Нет, рано я упал духом. Не так уж далеко до того счастливого дня, когда посажу Халлы в свою кабину. Мы умчимся за город и на ровной шоссейной дороге станем обгонять не только тяжелые грузовики, но и проворные легковушки. Все покатаю по очереди — мать, детишек, соседей. Пока сами не запросят: «Хватит, гага, спасибо тебе!» Наверно, и заработок будет неплохой. А всякий раз, возвращаясь из рейса, по пути стану класть в кузов два-три камня, пока за год не наберется на целый дом. Обязательно двухэтажный, чтобы и матери было не тесно, и нам с…
Оказывается, я уже стоял перед детским домом, а навстречу, торопясь, шла девушка в шали. Я ее узнал, и она узнала меня. На этот раз под шалью скрывалась Халлы.
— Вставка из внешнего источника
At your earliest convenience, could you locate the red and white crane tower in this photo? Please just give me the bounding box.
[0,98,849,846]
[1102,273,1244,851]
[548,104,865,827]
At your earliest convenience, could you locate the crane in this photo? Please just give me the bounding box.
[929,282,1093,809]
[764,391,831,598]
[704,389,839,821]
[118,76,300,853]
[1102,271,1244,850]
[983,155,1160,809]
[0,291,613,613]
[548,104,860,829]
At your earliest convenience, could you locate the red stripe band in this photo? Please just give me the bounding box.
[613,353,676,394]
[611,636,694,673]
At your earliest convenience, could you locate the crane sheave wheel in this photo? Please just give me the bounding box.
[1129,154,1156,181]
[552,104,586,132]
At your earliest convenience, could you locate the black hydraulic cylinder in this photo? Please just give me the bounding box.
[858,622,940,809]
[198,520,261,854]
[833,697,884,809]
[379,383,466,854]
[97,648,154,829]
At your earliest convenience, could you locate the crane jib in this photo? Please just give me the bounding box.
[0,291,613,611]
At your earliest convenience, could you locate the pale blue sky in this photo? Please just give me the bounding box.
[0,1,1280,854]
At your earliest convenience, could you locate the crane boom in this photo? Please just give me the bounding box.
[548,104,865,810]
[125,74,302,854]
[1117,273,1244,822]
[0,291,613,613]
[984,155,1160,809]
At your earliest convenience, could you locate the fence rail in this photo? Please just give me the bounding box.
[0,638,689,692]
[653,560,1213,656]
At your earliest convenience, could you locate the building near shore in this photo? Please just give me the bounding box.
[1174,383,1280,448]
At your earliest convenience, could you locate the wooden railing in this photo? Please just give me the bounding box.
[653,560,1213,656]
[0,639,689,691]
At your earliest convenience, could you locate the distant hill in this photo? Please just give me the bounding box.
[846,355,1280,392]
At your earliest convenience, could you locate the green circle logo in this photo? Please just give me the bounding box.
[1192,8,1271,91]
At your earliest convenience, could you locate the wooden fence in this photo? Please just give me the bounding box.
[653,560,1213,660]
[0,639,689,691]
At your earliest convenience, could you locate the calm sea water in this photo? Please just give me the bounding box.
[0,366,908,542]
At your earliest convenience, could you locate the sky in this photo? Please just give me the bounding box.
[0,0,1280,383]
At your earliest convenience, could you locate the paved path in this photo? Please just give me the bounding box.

Ее рукопожатие показалось непривычно крепким; она прямо-таки стиснула мою руку. Своей бледностью и рассеянной, смутной улыбкой она была похожа на плохо выспавшегося человека: веки ее припухли, голос слегка охрип.
— Явился, как приказано, — отрапортовал я шутливо.
— А без приказа не пришел бы? — Она была серьезна.
— Боюсь, что нет. Директорша нагнала такого страху! Я очень за тебя тревожился, Халлы. Хотя под конец, кажется, смягчил педагогического дракона.
— Она вовсе не злая женщина. Но есть девушки, с которыми никакого терпения не хватит. Она расстроилась, что я могу оказаться подобной им. Поверь, она желает нам только добра! Вот ты говорил о моих косах. В первый же день некоторые девушки сами отрезали их ножницами — лишь бы поскорее избавиться от всего прежнего в своей жизни. А потом еще начали и лицо краской мазать…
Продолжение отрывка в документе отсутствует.